Aufarbeitung hat erst begonnen

Kommission hört Missbrauchsopfer an / Betroffene warten auf Entschädigungen

  • Lesedauer: 2 Min.

Berlin. Zwei Stunden dauern die Anhörungen, manchmal länger, und es sind »erschütternde Gespräche«, sagt die frühere Missbrauchsbeauftragte Christine Bergmann: »Man muss oft tief Luft holen.« Am Dienstag zog Bergmann in Berlin eine erste Bilanz der bisherigen Arbeit der Unabhängigen Kommission zur Aufarbeitung sexuellen Kindesmissbrauchs, gemeinsam mit der Frankfurter Kinder- und Jugendforscherin, Sabine Andresen, die das Gremium leitet.

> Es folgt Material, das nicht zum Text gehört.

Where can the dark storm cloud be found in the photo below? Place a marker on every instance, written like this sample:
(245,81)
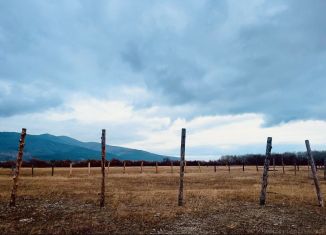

Die Kommission hat damit begonnen, Betroffene anzuhören. Mehr als 400 Menschen haben sich bisher für vertrauliche Anhörungen gemeldet, 40 wurden Andresen zufolge seit September angehört. Erstmals befasst sich mit der deutschen Aufarbeitungskommission ein solches Gremium auch mit dem sexuellen Missbrauch im familiären Umfeld.

Für Bergmann ist die Kommission die Fortsetzung ihrer früheren Arbeit, als sich nach dem Bekanntwerden der Missbrauchsskandale 2010 und der jahrzehntelangen Vertuschung Tausende an das Hilfetelefon ihrer damaligen Geschäftsstelle wandten. Damals sei klar gewesen, die Aufarbeitung habe noch gar nicht begonnen, sagt Bergmann, die zuvor Frauensenatorin in Berlin und Bundesfamilienministerin war.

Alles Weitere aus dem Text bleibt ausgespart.